Se ha dicho, a manera de justificación, que por lo menos quien se fugó es un individuo que no se dedica a la renta de piso, a la violación de mujeres, al robo de autos, al despojo de antros para que su gente los opere y en suma, a ningún otro negocio que no sea el narcotráfico. Se ha dicho, inclusive, que después de la fuga anterior, combatió a competidores por dedicarse a los asuntos aludidos, que nada tienen que ver con las drogas.

Se ha dicho que ha resultado más inteligente que ningún otro ser humano y que lejos de perseguirlo, deberían ofrecerle algún cargo público, en donde -a diferencia de muchos- daría excelentes resultados. Se ha dicho, inclusive, que deberían emplearlo junto con quienes participaron en la confección del túnel de escapatoria, para que realice las reparaciones pertinentes en la línea 12 del Metro, que haría sin ruido, sin molestias a la ciudadanía y con toda seguridad, a un costo menor.
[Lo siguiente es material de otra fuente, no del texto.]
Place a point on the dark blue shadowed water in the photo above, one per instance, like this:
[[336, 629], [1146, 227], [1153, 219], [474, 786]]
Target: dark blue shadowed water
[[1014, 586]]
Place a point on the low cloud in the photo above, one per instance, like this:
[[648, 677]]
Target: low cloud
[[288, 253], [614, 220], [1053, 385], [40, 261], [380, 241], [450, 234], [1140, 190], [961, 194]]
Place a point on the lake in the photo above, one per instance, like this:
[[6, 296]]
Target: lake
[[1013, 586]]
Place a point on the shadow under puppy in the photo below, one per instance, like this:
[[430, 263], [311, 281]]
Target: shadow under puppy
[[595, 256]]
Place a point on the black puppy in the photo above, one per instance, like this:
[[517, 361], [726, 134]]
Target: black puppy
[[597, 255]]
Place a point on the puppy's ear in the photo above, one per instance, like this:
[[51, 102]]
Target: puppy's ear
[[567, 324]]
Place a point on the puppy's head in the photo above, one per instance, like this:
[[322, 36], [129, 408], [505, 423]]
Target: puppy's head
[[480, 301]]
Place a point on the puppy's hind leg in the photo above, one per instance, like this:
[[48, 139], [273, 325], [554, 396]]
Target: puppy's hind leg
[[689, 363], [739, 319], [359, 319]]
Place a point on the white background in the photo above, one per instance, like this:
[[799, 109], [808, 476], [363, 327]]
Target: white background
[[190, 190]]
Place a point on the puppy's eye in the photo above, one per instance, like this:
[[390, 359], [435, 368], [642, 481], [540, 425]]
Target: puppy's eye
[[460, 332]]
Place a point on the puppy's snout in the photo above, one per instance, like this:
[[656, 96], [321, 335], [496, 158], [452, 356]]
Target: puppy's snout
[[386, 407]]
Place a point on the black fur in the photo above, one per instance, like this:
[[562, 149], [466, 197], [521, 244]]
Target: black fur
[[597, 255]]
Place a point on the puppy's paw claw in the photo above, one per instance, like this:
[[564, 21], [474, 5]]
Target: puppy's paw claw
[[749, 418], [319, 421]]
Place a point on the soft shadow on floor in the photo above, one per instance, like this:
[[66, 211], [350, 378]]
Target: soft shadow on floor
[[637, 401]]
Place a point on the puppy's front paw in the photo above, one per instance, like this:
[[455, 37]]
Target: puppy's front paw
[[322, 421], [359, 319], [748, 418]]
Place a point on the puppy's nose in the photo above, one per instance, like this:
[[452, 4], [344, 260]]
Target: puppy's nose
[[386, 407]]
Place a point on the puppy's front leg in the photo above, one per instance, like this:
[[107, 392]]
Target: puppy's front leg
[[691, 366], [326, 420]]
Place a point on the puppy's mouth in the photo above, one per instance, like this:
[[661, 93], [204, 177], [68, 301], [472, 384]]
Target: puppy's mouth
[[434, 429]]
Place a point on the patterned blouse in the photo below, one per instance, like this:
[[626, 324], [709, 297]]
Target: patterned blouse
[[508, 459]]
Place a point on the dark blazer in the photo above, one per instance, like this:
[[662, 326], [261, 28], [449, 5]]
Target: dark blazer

Se han pedido cabezas y si en diciembre del año anterior, el secretario de Gobernación, Miguel Ángel Osorio Chong presentó su renuncia, que no le fue aceptada, ahora tendrá otra oportunidad, si es que es cierto que quiere irse del gabinete. La verdad es que ahora ha dicho que no renunciará y que lo que ocurrió en un penal de alta seguridad es una oportunidad para dar la cara.

Se ha dicho también, que no es la cabeza del secretario de Gobernación la que debe caer y que quien debería ser investigado de manera exhaustiva es el ex presidente Salinas, con quien, también se asegura, el capo tuvo nexos. Sin embargo, lo único que se alcanza a vislumbrar, hasta ahora, es que el sistema penitenciario está podrido y nauseabundo y que, ciertamente, algún político poderoso está detrás de la fuga. Que de saberse quién es, permanecerá en el anonimato, según la costumbre.